Over the course of summer and fall of 2018, he created a new video artwork as part of a Jackson, Mississippi-based national artist residency program supported by the Mississippi Museum of Art and CAPE. The artwork, Wonderlust, debuted at a mini-symposium entitled Wonderlust: Materiality & Movement in Mississippi, held November 3, 2018. Gibson’s mid-career survey exhibition, Jeffrey Gibson: Like A Hammer, was on view at the Museum September 8, 2018-January 27, 2019.

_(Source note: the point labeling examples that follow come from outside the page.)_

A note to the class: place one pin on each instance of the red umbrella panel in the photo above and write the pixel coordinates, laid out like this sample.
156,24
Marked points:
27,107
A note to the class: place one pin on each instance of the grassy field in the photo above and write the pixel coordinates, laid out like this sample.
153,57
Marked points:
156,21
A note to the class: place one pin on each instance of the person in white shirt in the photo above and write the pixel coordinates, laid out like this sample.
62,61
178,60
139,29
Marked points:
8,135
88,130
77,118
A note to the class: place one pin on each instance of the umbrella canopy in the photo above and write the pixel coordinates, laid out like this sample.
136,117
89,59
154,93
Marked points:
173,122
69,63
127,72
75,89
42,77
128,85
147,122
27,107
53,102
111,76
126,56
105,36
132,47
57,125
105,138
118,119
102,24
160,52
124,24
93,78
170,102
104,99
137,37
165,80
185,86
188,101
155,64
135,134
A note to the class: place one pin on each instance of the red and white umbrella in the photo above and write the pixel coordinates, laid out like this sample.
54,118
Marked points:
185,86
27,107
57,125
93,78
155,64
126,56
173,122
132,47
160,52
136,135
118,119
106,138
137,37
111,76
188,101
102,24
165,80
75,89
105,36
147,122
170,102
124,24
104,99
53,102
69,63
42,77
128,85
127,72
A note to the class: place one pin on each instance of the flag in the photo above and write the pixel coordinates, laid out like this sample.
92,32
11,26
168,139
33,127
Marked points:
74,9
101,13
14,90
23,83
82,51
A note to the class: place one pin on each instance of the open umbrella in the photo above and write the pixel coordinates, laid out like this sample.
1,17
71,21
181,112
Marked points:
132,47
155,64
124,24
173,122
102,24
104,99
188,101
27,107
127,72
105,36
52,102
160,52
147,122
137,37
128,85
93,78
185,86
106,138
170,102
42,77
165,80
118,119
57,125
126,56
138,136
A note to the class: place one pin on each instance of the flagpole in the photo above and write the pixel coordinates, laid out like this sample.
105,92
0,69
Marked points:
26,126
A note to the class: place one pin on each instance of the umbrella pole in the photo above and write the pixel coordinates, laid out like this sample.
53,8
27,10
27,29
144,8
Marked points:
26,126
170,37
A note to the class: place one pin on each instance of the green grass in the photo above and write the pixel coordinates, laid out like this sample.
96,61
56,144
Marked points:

2019 Artists-in-Residence: Mark Geil

Artist Mark Geil’s residency focused on the creation of a 360-degree photographic “quilt” of the communities in Hancock County. This project used 360-degree cameras and the metaphor of a community quilt to explore the varied narratives and histories of Hancock County. The final product was a centralized online repository for all of the videos. The equipment purchased with the grant remains in Hancock County as an educational resource for local artists and students.
2019 Artists-in-Residence: daniel johnson

Artist daniel johnson engaged with local Lafayette County organizations and individuals to explore historical narratives highlighting the relationship between land and power. The artist worked with local organizations and hosted a series of meetings to build a multi-faceted cultural program that is interdisciplinary and reflects on land and power in the story of Lafayette County. daniel was able to facilitate an emerging partnership between a local historian of black presence in Lafayette County with the Oxford Artists Guild to produce visual document of this history.